However, you'll also need to point out that certain quality measures also have to be met in order to get the full bonus. That's when you'll say:
".... and every time we admit a patient with urosepsis, pneumonia, dehydration diabetes (short and long term complications), COPD and heart failure, we lose quality points."
The DMCB suggests, at this point, that is when hospital administrators will rue the decision to provide dinner. That's because the doctors will be throwing it at them.
The DMCB explains.
As noted in a prior DMCB post, ACOs shared savings will be contingent on attaining sufficient levels of clinical quality in their attributed population. Go to the just-published New England Journal "Perspectives" article by CMS Administrator Don Berwick on ACOs and you'll find this table that summarizes CMS' proposed measures for assessing ACO quality. That Journal table is taken from a more complicated table in the proposed rule (go to page 174) on how ACO quality will be assessed.
As the DMCB understands it, CMS is proposing 65 quality measures. Each would be worth "two points," for a maximum of 130 points. With a few "all or none" exceptions (for example, diabetes), each participating ACO would be compared to a yet-to-be-determined benchmark on each of the quality measures. The more the ACO "beats" the 30th percentile for each of the 65 benchmarks, the greater the fraction of the available two points that is awarded. Divide that rolled up point sum by 130 and that will be the fraction of the shared savings that is awarded.
All well and good, but this is where it gets interesting.
In the suite of ACO "Care Coordination" quality measures is a subcategory called "management of ambulatory sensitive conditions." It includes diabetes (short and long term complications), COPD, heart failure, dehydration, urinary tract infection and pneumonia. That's 14 points.
Just what are "ambulatory sensitive conditions" (ASC) you ask?

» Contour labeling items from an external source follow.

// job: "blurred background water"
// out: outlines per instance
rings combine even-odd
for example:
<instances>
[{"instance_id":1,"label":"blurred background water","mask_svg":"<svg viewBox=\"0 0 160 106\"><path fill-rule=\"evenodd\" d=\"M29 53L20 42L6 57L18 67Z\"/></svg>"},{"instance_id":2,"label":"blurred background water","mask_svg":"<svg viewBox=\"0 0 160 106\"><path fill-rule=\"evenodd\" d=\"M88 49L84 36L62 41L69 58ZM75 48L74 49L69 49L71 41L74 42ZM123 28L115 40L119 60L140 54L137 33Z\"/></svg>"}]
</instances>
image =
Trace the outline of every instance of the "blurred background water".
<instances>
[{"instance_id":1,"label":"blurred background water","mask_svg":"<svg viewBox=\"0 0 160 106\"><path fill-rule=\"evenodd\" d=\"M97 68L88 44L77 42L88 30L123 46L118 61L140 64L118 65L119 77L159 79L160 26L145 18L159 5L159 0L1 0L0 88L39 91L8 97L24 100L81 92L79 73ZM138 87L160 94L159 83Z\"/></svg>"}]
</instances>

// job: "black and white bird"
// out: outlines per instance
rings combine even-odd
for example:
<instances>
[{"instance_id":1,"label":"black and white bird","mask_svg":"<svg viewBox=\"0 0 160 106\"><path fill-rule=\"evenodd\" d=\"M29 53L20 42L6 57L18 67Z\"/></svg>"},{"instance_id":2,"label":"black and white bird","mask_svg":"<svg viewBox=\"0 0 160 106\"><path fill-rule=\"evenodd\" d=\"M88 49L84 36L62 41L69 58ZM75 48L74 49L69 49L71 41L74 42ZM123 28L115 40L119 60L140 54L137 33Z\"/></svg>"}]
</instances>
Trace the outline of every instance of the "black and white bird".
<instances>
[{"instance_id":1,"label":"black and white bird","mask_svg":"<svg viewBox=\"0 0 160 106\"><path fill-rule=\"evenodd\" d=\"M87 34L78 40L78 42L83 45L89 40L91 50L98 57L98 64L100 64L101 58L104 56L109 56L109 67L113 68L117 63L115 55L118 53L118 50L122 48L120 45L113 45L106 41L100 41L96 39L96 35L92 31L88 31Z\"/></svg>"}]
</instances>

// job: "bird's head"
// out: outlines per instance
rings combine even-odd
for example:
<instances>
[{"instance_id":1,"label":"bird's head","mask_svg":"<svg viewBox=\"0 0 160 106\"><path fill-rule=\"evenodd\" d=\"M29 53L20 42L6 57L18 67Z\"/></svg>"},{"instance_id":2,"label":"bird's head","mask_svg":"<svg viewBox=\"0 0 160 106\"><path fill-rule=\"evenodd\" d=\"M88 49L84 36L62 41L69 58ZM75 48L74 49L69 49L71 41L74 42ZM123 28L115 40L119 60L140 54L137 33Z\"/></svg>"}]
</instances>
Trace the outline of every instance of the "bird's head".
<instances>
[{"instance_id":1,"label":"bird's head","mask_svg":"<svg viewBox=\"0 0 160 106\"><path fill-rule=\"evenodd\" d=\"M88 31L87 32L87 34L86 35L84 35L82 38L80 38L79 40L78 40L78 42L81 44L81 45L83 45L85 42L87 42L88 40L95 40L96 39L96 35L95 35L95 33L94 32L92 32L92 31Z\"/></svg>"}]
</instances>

ASC is all about measuring the rate of "avoidable" hospital admissions in each of those disease categories. It assumes that a hospitalization for an ASC can be used as a surrogate measure of access to appropriate outpatient primary health care. If the patient had optimum outpatient access, evidence-based care and close follow-up, the hospitalization could have theoretically been avoided. An excess number of hospitalizations in those seven disease categories could mean that the outpatient primary care system is failing.
For more information, here's the definitive AHRQ summary on the topic. It's testimony to how ASC-logic has been used for years by academic researchers and health policy types to assess managed care, health care quality, Medicare and Medicaid. For example, CMS has looked at ASCs to scrutinize managed care. States have also relied on them (example) to assess quality of care. Here's an example of ASC methodology being applied to conclude that 7% of hospitalizations among Medicare beneficiaries with diabetes "could be avoided." Here's a ten year old Medicaid study showing there's a link between ASC hospitalizations and not having at least 3 outpatient visits in the prior year.
To put this in perspective, imagine that you or a loved one has just come down with pneumonia. Laypersons may expect to be hospitalized for intravenous antibiotics. The research-based rationale on why you may be wrong is here.
The ultimate question in all these studies is - and for the ACOs will be - whether the observed rate of ASC hospitalizations is "disproportional" to what would be expected. That's why the AHRQ summary mentioned above prominently points out that some ASC hospitalizations are always expected to happen and why CMS will use benchmarks for ACOs. As the DMCB understands it, the "specifications" and risk-adjustment methodology that will be used to establish those benchmarks has not been "refined" yet and will be subject to feedback obtained during the 60 day comment period.
The DMCB has been thinking about this and has several worries:
1. ASC are not a familiar metric to physicians, who will misinterpret them as an attempt to deny hospitalizations for all patients that need them. Administrators won't do a good job of dissuading the physicians from that point of view. What should happen is that both administration and physicians need to think about systems of expedited management for patients with those seven conditions upstream in the course of care. Do that and the hospitalization rate will go down - but not vanish.
2. It may invite coding gamesmanship. The detailed ACS methodology relies on ICD-9 coding in its calculations. While this was a subject of research, most hospitals had no reason to code around ACS-based metrics. Now that there's money attached to it, ACOs could change that.
3. And finally, the DMCB is unaware (readers?) of a nerdy corner of health services research like ACS hospitalization rates being tied directly to reimbursement in such an astonishing scale. Assuming they're adopted, if this part of the regulations collapses under the weight of misinterpretation, mismanagement or bad measurements, it could put the ACO concept at risk.